The term "Ultra" usually means unidirectional carbon instead of a carbon weave on the finish, supposedly resulting in 15% more stiffness or something like that. My guess is the Ultra fork is the same as the non-Ultra, but with a unidirectional carbon finish to match the frame. Not a big deal.


----------



## twiggy73 (Jan 19, 2010)

I was riding with a guy who had a 595 Ultra and when asked what it was like all he could say was Stiff and he loved it.

Twiggy


----------



## StillKeen (Oct 4, 2005)

lebig said:


> Advice needed:
> 
> I'm considering to buy a 2008 model Look 595 Ultra black frame. Frame does not include the Look HSC6 Ultra work, so I have some questions about the fork:
> 
> ...



Replacement forks for 2008 595s ... took me three goes! Mine wasnt an Ultra, but I believe they are the same. Anyways, my 2008 has a standard tapered steerer and a normal headset/stem setup.

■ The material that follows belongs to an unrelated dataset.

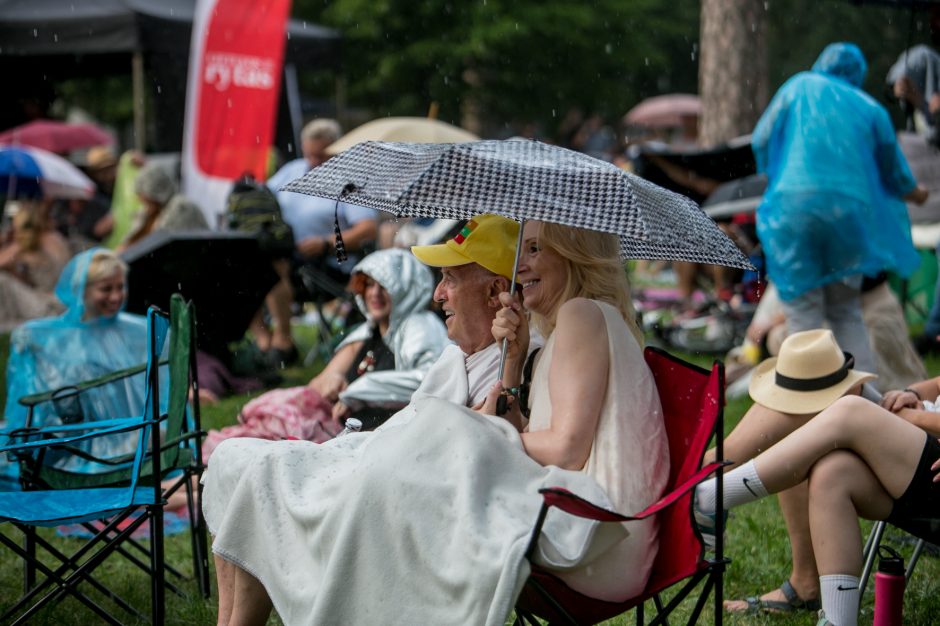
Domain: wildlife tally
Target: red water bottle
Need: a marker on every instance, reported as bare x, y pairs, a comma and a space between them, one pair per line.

First the UK agent (Fisher Outdoors) sent a HSC5 fork. Then a tapered fork with the flat sections on it which fits with the new Look system (that came in in 2009?) and the new headset top parts. The only issue was they didnt drill the horizontal hole on the flat sections which would have allowed the fork to be used.

Next they organised the factory to paint a new fork in the colours I wanted and be a standard 2008 style fork. This was to take something like 10 - 12 weeks. I called them in week 10, and they said that the order never got placed. By now we're about 8 months into this, having completely missed the summer riding season.

Next they sent me a fork the same as the first fork with the flats on it. This had all taken something like 9 months. I gave up then, and will try to install the fork with the flats into the standard headset.

So, it is possible to get a replacement fork (£325 of so), but Look seem to have stopped supplying the old style. Even when they know the size frame you're fitting it to, they seem incapable of drilling the hole to allow you to install it with the new system.

Next time I buy a frame like a 595 that has a reasonably specific fork, I'll make it part of the deal with the shop that it comes with two forks before I hand over the cash.

Good luck.


----------